🤖 AI Summary
Existing V2V cooperative perception datasets are largely confined to routine traffic scenarios and lack high-quality multimodal data under complex adverse weather and illumination conditions, hindering the robustness of autonomous driving perception in challenging environments. To address this, we introduce the first real-world V2V cooperative perception dataset specifically designed for complex adverse traffic scenarios. It features hardware-level temporal synchronization across dual vehicles, capturing LiDAR, multi-view cameras, RTK-GNSS, and IMU data under ten distinct weather/illumination conditions. We propose a target-based temporal alignment method to achieve high-precision cross-modal spatiotemporal synchronization. Furthermore, we provide time-consistent 3D object annotations and static scene reconstruction, enabling 4D bird’s-eye-view (BEV) modeling. The dataset comprises 100 sequences, 60K LiDAR sweeps, 1.26M images, and 750K high-precision localization records—making it the largest and highest-quality V2V cooperative perception benchmark to date.
📝 Abstract
Vehicle-to-Vehicle (V2V) cooperative perception has great potential to enhance autonomous driving performance by overcoming perception limitations in complex adverse traffic scenarios (CATS). Meanwhile, data serves as the fundamental infrastructure for modern autonomous driving AI. However, due to stringent data collection requirements, existing datasets focus primarily on ordinary traffic scenarios, constraining the benefits of cooperative perception. To address this challenge, we introduce CATS-V2V, the first-of-its-kind real-world dataset for V2V cooperative perception under complex adverse traffic scenarios. The dataset was collected by two hardware time-synchronized vehicles, covering 10 weather and lighting conditions across 10 diverse locations.

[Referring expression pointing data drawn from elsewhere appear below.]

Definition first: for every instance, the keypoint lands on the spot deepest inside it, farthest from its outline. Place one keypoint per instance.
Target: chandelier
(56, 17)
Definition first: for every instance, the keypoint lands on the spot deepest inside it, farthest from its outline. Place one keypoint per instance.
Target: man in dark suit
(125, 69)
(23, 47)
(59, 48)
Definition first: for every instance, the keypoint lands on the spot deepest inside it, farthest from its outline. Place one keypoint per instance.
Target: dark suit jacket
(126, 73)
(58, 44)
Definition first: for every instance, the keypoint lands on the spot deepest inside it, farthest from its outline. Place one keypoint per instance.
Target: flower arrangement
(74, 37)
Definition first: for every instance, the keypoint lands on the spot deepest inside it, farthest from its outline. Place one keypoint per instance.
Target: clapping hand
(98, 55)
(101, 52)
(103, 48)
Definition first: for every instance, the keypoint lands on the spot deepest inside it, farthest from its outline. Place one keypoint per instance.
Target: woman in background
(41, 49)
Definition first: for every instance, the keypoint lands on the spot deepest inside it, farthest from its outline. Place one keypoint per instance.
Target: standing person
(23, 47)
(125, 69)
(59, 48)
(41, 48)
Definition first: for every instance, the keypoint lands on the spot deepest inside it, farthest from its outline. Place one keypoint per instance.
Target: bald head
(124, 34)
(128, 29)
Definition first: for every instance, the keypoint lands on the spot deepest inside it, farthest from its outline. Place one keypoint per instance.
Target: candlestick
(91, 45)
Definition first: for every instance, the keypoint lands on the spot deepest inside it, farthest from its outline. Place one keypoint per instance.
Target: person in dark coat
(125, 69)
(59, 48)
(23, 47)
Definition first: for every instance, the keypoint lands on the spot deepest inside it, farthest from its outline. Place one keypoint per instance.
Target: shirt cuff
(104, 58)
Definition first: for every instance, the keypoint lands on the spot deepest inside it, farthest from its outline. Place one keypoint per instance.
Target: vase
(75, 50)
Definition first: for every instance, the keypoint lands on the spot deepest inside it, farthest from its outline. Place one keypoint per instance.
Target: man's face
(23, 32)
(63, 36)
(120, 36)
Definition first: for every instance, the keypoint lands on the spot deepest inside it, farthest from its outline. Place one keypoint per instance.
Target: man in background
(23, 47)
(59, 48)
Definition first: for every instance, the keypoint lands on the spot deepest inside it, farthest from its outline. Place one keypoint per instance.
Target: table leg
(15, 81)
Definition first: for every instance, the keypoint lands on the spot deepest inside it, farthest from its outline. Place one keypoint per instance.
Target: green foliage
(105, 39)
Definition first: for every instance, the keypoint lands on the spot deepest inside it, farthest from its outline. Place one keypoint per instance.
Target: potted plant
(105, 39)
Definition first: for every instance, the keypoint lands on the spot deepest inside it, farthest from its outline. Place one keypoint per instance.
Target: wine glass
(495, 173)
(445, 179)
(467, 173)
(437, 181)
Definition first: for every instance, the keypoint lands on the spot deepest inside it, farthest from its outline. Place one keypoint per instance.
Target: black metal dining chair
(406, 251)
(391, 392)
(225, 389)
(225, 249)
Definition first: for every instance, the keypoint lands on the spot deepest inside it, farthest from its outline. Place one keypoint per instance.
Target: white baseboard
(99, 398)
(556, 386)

The 100-clip dataset includes 60K frames of 10 Hz LiDAR point clouds and 1.26M multi-view 30 Hz camera images, along with 750K anonymized yet high-precision RTK-fixed GNSS and IMU records. Correspondingly, we provide time-consistent 3D bounding box annotations for objects, as well as static scenes to construct a 4D BEV representation. On this basis, we propose a target-based temporal alignment method, ensuring that all objects are precisely aligned across all sensor modalities. We hope that CATS-V2V, the largest-scale, most supportive, and highest-quality dataset of its kind to date, will benefit the autonomous driving community in related tasks.